Obviously, the laws re: personal harm/injury is not meant and are governed under different statutes.

It seems that America has gotten off the path of freedom "for all" by prohibiting freedom of speech "for all" by way of hate laws.
 
The so called "hate laws" in the United States are not laws in themselves.

They are statutes which add an aggravating factor, during the sentencing phase, to existing violent crimes.

You may still hate to your hearts content without fear of arrest.
 
I think you misunderstand hate laws.
The US has no hate laws. The laws, however, do cover hate crimes.

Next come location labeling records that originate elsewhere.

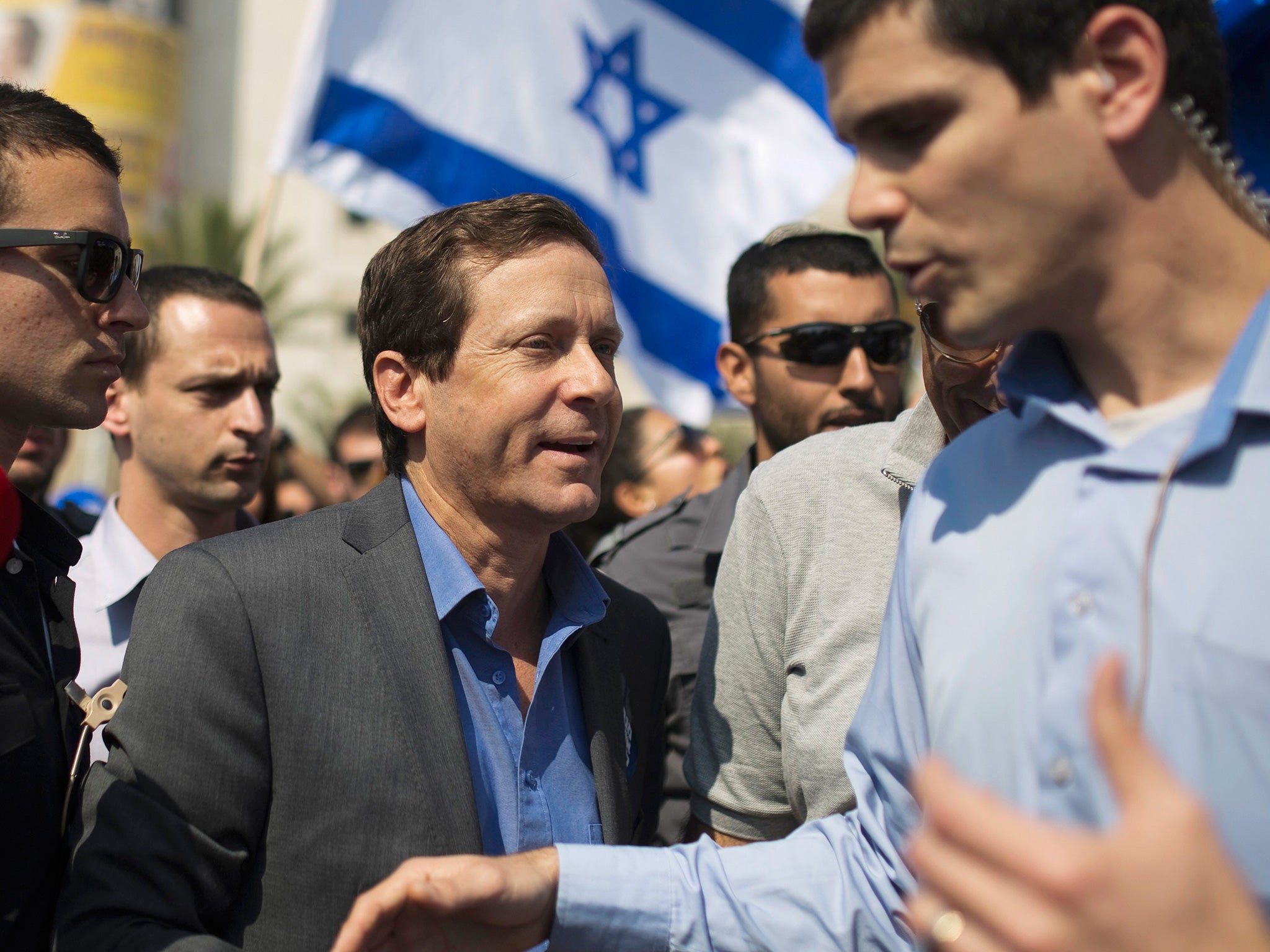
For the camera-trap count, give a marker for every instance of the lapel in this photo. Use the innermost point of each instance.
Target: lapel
(603, 702)
(389, 584)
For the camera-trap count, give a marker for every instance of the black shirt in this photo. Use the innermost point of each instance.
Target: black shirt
(38, 724)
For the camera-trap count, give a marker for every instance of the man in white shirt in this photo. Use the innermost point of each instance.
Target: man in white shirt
(191, 419)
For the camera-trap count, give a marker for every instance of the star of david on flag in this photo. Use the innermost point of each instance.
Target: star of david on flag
(681, 131)
(641, 111)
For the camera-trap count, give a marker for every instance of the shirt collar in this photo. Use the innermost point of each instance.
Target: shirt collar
(575, 592)
(918, 439)
(1038, 380)
(120, 560)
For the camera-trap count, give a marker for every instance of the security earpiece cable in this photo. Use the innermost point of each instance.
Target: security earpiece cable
(1148, 560)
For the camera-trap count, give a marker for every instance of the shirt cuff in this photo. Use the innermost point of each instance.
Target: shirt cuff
(744, 826)
(614, 897)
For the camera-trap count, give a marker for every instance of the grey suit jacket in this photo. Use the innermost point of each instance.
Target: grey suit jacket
(291, 735)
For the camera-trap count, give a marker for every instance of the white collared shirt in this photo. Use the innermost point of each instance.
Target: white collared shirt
(107, 584)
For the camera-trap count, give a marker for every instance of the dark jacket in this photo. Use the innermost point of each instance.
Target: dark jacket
(38, 724)
(291, 735)
(672, 557)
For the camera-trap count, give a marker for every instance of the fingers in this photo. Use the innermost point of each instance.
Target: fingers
(990, 829)
(1002, 907)
(925, 910)
(370, 922)
(1133, 767)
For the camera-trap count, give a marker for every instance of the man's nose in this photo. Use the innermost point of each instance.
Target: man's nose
(876, 200)
(126, 311)
(252, 414)
(858, 374)
(710, 446)
(588, 377)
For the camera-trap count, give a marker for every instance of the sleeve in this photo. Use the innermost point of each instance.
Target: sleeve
(838, 883)
(171, 824)
(734, 764)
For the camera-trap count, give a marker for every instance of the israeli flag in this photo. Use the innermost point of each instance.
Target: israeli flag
(681, 131)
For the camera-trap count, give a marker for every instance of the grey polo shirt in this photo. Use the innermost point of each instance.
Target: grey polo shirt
(798, 607)
(672, 557)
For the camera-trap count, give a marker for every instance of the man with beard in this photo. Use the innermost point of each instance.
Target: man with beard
(432, 668)
(793, 638)
(815, 346)
(191, 420)
(68, 280)
(1076, 626)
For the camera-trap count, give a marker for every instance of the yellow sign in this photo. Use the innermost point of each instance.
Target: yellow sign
(121, 69)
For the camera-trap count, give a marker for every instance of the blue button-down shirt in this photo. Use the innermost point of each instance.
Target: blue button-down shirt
(531, 776)
(1019, 568)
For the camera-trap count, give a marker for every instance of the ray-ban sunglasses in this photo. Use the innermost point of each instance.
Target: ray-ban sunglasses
(931, 316)
(104, 260)
(826, 345)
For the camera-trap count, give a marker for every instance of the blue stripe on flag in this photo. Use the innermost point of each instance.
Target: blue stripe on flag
(454, 173)
(765, 33)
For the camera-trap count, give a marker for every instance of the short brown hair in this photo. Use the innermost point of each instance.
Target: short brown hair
(35, 123)
(417, 289)
(1033, 41)
(158, 284)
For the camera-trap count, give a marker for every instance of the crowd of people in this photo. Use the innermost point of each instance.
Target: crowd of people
(516, 667)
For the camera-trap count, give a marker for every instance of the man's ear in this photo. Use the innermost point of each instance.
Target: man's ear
(118, 418)
(634, 499)
(737, 368)
(402, 390)
(1126, 61)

Essentially a hate crime, in the US, is an added punishment to a crime committed out of hate.
Ie., if one assaults another, they get one penalty. if one assaults another and calls them a racial slur, then get a worse penalty. (that's a simplified example.)

Germany's hate laws were laws segregating, demoralizing, and outlawing the freedom to exercise religion, targetted mainly at jews.

These sound like completely different things.
 
What you're saying is fundamentally correct,these are designed anti-freedom and repressive measures.

The predecessor of hate laws are from the USSR. You are now in the USSA in America and EUSSR in Europe. The New World Order is a combination of previous totalitarian regimes both fascist and communist.

Their prime target is constitutional freedoms and traditions of common law.
 
Jews do not believe in freedom of speech. They created Cultural Marxism and Political Correctness.